Vol. 8 No. 5 (2020): BUSINESS & MANAGEMENT STUDIES: AN INTERNATIONAL JOURNAL
Articles

RISK MANAGEMENT BY PORTFOLIO OPTIMIZATION IN INTERNATIONAL STOCK MARKETS

Gülçin ÇÖMEZ
Lect., Bandırma Onyedi Eylül University
Çağatay Başarır, Doç. Dr.
Assoc. Prof. Dr., Bandırma Onyedi Eylül University

Published 2020-12-25

Keywords

  • Portföy Optimizasyonu,
  • Ortalama Varyans Modeli,
  • Risk ve Getiri,
  • Uluslararası Çeşitlendirme,
  • Portfolio Optimization Mean-Variance Model Risk and Return International Diversification

How to Cite

ÇÖMEZ, G., & BAŞARIR, Çağatay. (2020). RISK MANAGEMENT BY PORTFOLIO OPTIMIZATION IN INTERNATIONAL STOCK MARKETS. Business & Management Studies: An International Journal, 8(5), 4157-4174. https://doi.org/10.15295/bmij.v8i5.1641

Abstract

  1. INTRODUCTION

 

Risk minimization journey for investors has two objectives. The first one is return maximization, and the second one is decreasing portfolio risk. The most common solution for risk minimization is portfolio diversification. Investors may divide their savings into different investment assets by diversification. By diversification, investors can invest different financial assets from different sectors, countries and types. However, investors only aim to optimize their risks.

Markowitz defines optimum portfolios which have minimum risk and maximum return. Additionally, diversification for portfolio optimization is the key point.  It is stated that portfolios diversified by low correlated financial instruments may lead to reduce portfolio risk and increase portfolio return.

Markowitz's mean-variance portfolio optimization method has contributed to modern investment theory literature, and this approach has been practised for several times to obtain optimum diversified portfolios. Optimum portfolios lead to risk optimization and return maximization.

This study aims to reduce risk rates for portfolios. In orde to obtain optimum portfolios which have minimum risk rates and maximum return rates, this study uses international portfolio diversification.  International stock markets have been specified which have high international trade relations with Turkey in 2018 in order to get optimum portfolios.

  1. METHOD

Mean-variance model is applied through this study as the mean-variance model is the most common model for international portfolios. Although the model ignores the investors' attitudes, since it constraints short sellings by limiting the sum of equity weights to one, the model turns into a useful model for portfolio optimization.

By using the international stock market equities for mean-variance model, optimum portfolios are obtained. Returns, risks and Sharpe rates for optimum portfolios are compared during the study.

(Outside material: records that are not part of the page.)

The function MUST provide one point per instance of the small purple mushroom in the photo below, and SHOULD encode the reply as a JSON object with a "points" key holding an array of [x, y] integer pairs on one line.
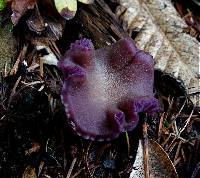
{"points": [[105, 89]]}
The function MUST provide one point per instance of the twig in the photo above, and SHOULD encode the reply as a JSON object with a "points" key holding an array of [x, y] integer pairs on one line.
{"points": [[160, 127], [86, 161], [19, 59], [146, 151], [14, 90], [76, 174], [177, 151], [128, 144], [71, 168], [41, 68], [187, 122]]}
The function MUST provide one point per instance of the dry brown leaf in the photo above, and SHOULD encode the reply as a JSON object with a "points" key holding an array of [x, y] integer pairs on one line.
{"points": [[159, 163], [161, 33], [19, 8]]}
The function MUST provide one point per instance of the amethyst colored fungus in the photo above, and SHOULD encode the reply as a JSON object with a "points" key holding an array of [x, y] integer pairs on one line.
{"points": [[105, 89]]}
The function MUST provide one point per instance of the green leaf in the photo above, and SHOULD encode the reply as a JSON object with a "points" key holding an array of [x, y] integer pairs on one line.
{"points": [[2, 4], [66, 8], [86, 1]]}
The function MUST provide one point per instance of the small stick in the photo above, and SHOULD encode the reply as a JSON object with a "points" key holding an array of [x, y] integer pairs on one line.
{"points": [[187, 122], [128, 144], [14, 89], [177, 151], [160, 127], [19, 59], [76, 174], [41, 68], [146, 151], [183, 155], [71, 168], [177, 161]]}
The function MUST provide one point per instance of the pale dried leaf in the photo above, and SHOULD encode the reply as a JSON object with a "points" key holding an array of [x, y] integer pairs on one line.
{"points": [[161, 33], [159, 163]]}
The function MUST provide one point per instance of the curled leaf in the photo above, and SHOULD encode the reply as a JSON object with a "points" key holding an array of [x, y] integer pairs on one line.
{"points": [[2, 4], [66, 8], [86, 1]]}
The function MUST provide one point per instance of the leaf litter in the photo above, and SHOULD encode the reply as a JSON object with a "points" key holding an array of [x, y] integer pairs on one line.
{"points": [[161, 32], [37, 143]]}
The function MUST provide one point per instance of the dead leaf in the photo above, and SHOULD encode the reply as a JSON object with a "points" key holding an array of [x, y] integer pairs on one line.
{"points": [[35, 148], [159, 163], [68, 8], [19, 8], [160, 31], [29, 172]]}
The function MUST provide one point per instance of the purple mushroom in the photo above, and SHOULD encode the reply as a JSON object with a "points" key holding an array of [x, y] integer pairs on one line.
{"points": [[105, 89]]}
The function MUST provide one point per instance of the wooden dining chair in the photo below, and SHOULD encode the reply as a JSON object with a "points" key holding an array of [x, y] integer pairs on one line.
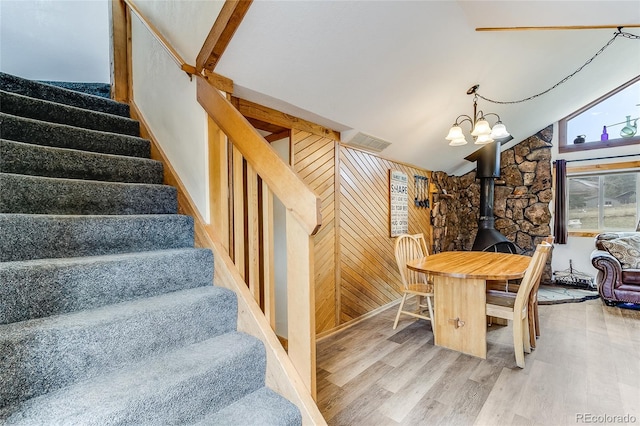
{"points": [[415, 284], [516, 309], [507, 288]]}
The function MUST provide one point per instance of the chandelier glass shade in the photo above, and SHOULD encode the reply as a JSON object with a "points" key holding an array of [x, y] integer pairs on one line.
{"points": [[481, 130]]}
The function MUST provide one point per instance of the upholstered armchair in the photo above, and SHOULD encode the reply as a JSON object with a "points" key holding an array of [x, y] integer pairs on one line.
{"points": [[617, 258]]}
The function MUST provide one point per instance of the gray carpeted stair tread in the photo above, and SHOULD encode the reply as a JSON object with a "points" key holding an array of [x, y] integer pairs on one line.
{"points": [[178, 387], [44, 287], [42, 355], [23, 106], [36, 160], [263, 407], [37, 132], [40, 90], [42, 195], [36, 236]]}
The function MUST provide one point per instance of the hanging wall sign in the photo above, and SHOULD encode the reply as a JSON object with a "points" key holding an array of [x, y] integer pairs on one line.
{"points": [[398, 203]]}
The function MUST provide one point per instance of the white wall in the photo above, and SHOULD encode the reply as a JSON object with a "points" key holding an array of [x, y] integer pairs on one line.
{"points": [[57, 40], [280, 249], [579, 249], [166, 98], [185, 24]]}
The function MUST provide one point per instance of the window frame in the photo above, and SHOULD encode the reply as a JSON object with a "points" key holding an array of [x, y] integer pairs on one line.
{"points": [[564, 146]]}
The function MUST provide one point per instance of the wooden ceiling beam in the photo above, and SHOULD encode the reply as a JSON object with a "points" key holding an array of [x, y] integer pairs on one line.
{"points": [[286, 133], [258, 112], [218, 81], [226, 24]]}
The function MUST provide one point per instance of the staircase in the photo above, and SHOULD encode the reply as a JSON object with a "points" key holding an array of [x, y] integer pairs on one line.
{"points": [[108, 314]]}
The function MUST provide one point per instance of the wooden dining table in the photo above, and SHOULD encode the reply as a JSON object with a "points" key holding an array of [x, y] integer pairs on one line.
{"points": [[459, 279]]}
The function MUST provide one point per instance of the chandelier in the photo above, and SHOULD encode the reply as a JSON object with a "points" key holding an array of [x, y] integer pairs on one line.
{"points": [[481, 131]]}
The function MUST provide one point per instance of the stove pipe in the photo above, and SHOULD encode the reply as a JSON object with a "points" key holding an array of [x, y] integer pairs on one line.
{"points": [[488, 238]]}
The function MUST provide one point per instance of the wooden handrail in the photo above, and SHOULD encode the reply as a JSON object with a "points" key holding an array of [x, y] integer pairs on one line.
{"points": [[301, 201], [189, 69]]}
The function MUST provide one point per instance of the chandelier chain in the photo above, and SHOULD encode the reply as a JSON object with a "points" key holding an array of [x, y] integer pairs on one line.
{"points": [[615, 35]]}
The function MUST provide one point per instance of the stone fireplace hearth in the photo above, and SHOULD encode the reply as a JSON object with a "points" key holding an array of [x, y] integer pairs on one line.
{"points": [[521, 205]]}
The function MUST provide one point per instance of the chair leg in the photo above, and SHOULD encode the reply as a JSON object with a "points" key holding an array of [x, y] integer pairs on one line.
{"points": [[518, 347], [532, 329], [526, 344], [404, 297], [536, 320], [430, 305]]}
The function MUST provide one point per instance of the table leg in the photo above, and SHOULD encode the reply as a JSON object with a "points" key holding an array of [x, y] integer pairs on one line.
{"points": [[460, 315]]}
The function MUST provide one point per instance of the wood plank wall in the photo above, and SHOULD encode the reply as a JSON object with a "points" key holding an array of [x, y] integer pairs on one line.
{"points": [[314, 161], [369, 276]]}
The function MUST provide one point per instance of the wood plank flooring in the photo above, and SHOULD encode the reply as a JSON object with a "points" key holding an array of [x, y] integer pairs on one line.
{"points": [[587, 362]]}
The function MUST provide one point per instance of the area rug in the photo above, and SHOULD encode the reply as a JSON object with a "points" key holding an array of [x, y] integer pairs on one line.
{"points": [[553, 294]]}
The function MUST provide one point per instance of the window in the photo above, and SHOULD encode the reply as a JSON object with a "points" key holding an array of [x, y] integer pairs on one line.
{"points": [[603, 202], [618, 112]]}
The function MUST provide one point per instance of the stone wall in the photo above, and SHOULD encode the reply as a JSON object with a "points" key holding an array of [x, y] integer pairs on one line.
{"points": [[521, 203]]}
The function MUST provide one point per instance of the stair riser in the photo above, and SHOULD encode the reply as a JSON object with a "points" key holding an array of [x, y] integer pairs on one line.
{"points": [[40, 356], [262, 407], [36, 132], [200, 378], [57, 113], [36, 289], [27, 237], [35, 160], [38, 90], [38, 195]]}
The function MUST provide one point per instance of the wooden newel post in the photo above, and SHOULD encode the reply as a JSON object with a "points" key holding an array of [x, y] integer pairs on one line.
{"points": [[119, 52], [301, 302]]}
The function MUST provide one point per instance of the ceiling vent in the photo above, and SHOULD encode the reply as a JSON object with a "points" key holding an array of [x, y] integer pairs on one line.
{"points": [[368, 142]]}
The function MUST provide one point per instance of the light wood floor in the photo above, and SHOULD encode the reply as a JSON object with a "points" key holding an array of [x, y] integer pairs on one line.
{"points": [[587, 362]]}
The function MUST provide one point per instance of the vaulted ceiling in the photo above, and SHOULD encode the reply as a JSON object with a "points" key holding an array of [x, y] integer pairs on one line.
{"points": [[400, 70]]}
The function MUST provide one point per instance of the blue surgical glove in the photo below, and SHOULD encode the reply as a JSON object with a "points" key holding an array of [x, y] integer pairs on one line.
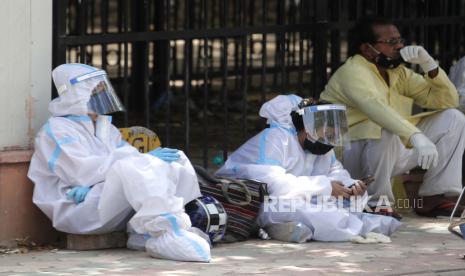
{"points": [[166, 154], [77, 194]]}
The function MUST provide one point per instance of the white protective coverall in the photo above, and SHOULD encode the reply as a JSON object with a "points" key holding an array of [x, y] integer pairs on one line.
{"points": [[275, 157], [68, 154], [457, 76]]}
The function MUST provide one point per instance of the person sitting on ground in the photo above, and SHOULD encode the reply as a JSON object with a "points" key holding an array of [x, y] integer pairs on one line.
{"points": [[90, 181], [386, 139], [295, 157]]}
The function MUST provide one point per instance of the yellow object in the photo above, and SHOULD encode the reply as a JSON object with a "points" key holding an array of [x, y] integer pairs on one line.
{"points": [[373, 105], [141, 138]]}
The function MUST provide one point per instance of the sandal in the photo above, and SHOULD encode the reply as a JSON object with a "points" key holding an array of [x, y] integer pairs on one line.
{"points": [[444, 208], [384, 211]]}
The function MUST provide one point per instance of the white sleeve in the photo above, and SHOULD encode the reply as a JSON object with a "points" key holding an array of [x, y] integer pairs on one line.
{"points": [[338, 173], [285, 184]]}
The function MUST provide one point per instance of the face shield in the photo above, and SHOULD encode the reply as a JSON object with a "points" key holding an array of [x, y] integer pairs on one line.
{"points": [[326, 124], [103, 99]]}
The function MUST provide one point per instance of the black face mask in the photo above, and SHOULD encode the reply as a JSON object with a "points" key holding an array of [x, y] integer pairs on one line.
{"points": [[387, 62], [317, 148]]}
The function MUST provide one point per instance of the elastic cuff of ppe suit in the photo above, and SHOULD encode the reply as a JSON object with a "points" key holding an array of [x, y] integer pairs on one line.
{"points": [[428, 66]]}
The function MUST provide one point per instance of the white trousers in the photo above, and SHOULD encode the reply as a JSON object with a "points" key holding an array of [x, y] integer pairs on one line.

  1. CONCLUSION AND DISCUSSION

As the study only investigates optimum portfolios for risk-averse investors, minimum risky portfolios are selected. On the other hand, for return maximization, Sharpe ratios are compared, and portfolios with maximum Sharpe ratios are selected. The study showed that the mean-variance model could have feasible solutions for international portfolio optimization.

Selected optimum portfolio with minimum risk offers a 3% risk rate and 0,74% return rate, which means if an investor stands to 3% risk rate, he/she can increase savings by 0,74%. If an investor focuses on maximizing return rate, the selected portfolio of the study offers a 6% risk rate and 2,1% return rate. Whereas, the investor can increase savings by 2,1% by standing to 6% rate. The study again proves that willing to have more return is only possible with more risky portfolios.

For further studies, different models for international portfolio selections can be implemented, and investor behaviour/attitude can be included. This study uses only stock market equities for portfolio optimization. Therefore, EMTIA data or other financial assets can be attached to the model and more diversified portfolios can be obtained.